A systematic review on remote sensing of dryland ecological integrity: Improvement in the spatiotemporal monitoring of vegetation is required
Background
Drylands cover more than 41% of Earth’s land surface and face high degradation risks due to water scarcity and low productivity. Remote sensing can be used for large-scale monitoring of dryland vegetation loss through satellites such as Landsat and Sentinel, yet common vegetation indices, like Normalized Difference Vegetation Index (NDVI), struggle to separate non-photosynthetic vegetation from bare soil. As an alternative, the authors present ecological integrity as a holistic framework that integrates ecosystem quality, diversity, management, and resilience beyond simple degraded or non-degraded classifications. This article presents ecological integrity as a framework linking monitoring with adaptive management decisions.
Goals and Methods
This article presents a systematic review of remote sensing approaches used to assess ecological integrity in drylands.

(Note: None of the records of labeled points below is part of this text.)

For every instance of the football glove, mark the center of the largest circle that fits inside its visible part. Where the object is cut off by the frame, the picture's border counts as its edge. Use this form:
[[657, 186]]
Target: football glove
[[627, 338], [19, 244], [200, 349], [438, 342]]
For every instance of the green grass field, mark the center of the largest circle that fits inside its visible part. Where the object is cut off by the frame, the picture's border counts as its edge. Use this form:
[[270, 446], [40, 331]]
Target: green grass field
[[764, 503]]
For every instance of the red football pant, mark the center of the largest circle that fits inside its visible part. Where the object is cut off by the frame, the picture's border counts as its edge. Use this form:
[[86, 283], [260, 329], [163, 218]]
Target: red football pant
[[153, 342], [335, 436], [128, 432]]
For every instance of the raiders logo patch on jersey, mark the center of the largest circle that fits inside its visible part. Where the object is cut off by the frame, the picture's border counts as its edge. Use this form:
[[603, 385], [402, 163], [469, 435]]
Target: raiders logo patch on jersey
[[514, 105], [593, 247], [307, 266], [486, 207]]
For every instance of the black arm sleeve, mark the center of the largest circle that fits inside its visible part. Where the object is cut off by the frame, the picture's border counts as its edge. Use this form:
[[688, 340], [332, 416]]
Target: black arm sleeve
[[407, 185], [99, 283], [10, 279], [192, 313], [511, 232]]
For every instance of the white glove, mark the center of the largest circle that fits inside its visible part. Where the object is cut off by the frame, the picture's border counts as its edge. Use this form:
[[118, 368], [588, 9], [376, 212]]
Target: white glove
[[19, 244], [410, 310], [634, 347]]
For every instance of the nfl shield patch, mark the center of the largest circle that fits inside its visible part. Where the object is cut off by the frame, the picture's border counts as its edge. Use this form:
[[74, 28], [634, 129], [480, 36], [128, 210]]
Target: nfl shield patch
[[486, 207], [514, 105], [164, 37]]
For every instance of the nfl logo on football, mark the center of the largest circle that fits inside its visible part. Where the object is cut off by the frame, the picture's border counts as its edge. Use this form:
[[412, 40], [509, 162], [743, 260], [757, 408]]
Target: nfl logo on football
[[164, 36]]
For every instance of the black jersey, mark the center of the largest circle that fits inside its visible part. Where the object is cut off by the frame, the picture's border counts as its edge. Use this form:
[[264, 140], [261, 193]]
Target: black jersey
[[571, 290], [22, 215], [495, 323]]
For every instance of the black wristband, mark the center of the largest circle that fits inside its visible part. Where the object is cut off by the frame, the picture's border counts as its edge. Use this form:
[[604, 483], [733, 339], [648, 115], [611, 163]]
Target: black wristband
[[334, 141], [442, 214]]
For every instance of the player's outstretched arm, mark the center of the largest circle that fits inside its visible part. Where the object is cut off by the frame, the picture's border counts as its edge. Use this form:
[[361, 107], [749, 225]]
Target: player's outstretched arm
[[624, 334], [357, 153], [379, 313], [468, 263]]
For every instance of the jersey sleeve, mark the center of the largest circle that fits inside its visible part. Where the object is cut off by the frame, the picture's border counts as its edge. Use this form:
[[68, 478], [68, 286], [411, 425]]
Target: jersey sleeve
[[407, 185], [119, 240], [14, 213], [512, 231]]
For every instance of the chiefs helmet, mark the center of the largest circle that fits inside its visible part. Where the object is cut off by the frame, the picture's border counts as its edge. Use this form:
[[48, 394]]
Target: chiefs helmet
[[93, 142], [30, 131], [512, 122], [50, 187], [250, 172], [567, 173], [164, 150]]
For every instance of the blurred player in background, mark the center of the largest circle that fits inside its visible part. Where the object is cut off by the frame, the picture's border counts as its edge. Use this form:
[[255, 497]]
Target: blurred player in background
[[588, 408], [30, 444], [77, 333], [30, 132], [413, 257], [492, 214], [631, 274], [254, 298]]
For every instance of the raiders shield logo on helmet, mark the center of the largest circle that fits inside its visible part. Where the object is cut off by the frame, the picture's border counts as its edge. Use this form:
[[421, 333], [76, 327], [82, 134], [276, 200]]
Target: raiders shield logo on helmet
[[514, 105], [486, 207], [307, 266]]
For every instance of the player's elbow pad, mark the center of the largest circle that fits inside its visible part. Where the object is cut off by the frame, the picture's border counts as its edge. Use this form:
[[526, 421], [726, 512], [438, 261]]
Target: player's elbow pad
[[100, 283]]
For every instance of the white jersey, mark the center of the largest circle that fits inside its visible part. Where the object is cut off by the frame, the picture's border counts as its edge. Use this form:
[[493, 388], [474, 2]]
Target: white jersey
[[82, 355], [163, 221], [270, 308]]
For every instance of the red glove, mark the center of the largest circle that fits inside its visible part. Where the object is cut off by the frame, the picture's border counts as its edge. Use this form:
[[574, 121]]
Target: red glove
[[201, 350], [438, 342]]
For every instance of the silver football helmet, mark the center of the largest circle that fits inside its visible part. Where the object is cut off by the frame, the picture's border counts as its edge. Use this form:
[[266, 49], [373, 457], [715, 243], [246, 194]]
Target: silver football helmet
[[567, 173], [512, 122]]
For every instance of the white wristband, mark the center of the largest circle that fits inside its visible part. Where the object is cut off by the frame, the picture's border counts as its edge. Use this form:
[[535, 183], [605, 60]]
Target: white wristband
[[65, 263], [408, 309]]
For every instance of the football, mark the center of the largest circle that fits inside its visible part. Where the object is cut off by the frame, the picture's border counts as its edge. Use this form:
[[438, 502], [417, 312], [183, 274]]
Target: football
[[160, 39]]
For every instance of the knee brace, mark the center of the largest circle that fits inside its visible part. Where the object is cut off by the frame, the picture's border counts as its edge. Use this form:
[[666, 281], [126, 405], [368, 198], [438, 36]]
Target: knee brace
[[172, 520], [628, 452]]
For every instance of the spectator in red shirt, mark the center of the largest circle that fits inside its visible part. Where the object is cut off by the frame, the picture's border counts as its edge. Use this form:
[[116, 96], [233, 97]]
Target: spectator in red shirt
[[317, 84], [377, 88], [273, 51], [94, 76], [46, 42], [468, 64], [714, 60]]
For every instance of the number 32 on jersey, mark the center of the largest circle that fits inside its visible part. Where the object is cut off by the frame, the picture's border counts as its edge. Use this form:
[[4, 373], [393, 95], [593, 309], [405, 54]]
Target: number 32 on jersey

The authors applied the Preferred Reporting Items for Systematic Reviews and Meta-Analyses (PRISMA) guidelines to analyze 137 studies retrieved from major scientific databases and expert-guided searches. Metadata and methodological data were extracted to examine geographic distribution, monitor ecosystem attributes, sensors, and spatial and temporal analytical approaches. This review categorizes indicators into ecosystem quality, diversity, management, and resilience, and evaluates how vegetation monitoring techniques contribute to broader ecosystem assessment. Special attention is given to emerging methods such as vegetation fractional cover analysis and time series monitoring.
Conclusions and Takeaways
This review concludes that vegetation remains the dominant proxy for ecological integrity monitoring, but current methods require improvement to better represent ecosystem condition and management outcomes. Time series analysis and fractional cover approaches show promise; yet benchmarking and field validation remain limited. This study highlights knowledge gaps linking remote sensing indicators with ecosystem quality and management effectiveness. For practitioners, this study’s findings emphasize the need to integrate remote sensing with ecological frameworks and adaptive management strategies to achieve more reliable dryland monitoring and restoration planning.
Reference:
. A Systematic Review on Remote Sensing of Dryland Ecological Integrity: Improvement in the Spatiotemporal Monitoring of Vegetation Is Required. Remote Sensing. 2026;18(1):184. doi:10.3390/rs18010184.